Only a little more than a dozen miles east of Helena, Montana, the windswept waves of Canyon Ferry Reservoir shuffle overtop of what was once Canton Valley.  In July of 1805, the Lewis and Clark Corps of Discovery pushed through the valley as they followed the Missouri River.  The river, at that time, looped through fertile bottoms there.  By the end of the late 1800s, Canton Valley boasted a modest population of ranchers and prospectors and all manner of people seeking a beginning in the New West.

After the construction of (the second) Canyon Ferry Dam in the 1950s, the waters of Canyon Ferry Reservoir slowly swallowed the whole valley.  The looping river, the ranches, the first dam, and a small village named Canton—all vanished inch by inch as the waters rose.
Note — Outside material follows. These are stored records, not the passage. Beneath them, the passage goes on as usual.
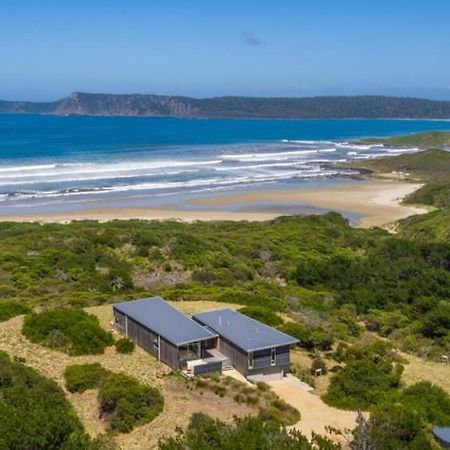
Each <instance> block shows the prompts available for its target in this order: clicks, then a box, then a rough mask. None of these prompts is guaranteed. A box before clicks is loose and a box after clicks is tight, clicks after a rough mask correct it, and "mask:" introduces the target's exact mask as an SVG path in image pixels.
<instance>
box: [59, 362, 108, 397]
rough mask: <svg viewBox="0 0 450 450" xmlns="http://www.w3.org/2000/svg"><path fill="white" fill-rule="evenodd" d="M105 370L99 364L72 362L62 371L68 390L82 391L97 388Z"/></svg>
mask: <svg viewBox="0 0 450 450" xmlns="http://www.w3.org/2000/svg"><path fill="white" fill-rule="evenodd" d="M106 373H107V371H106V370H105V369H104V368H103V367H102V366H101V365H100V364H99V363H93V364H74V365H72V366H67V367H66V369H65V371H64V379H65V380H66V387H67V389H68V390H69V391H70V392H84V391H85V390H87V389H95V388H98V387H99V385H100V383H101V381H102V380H103V378H104V377H105V375H106Z"/></svg>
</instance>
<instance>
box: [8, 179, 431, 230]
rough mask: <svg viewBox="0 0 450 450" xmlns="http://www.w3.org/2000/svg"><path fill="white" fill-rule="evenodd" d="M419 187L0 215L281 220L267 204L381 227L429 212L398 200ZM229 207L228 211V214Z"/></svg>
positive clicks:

As a boy, I spent summers at my Aunt Jo’s cabin on the reservoir.  While fishing from her floating dock in one of the boulder-heaped bays, I imagined trout swimming through underwater mansions. I imagined schools of perch splitting apart like above-water antelope bands to pour right through submerged post-and-rail fences.  I imagined the underwater forests.

Yesterday, that girl and I walked down through the boulders at Overlook to view Cemetery Island.  A cemetery dating back to the days of Canton Valley remains on the isolated land mass there.  Posted are a couple of photographs I captured with my twice-as-smarter-than-me-phone.  One is a photo of that girl standing among the boulders.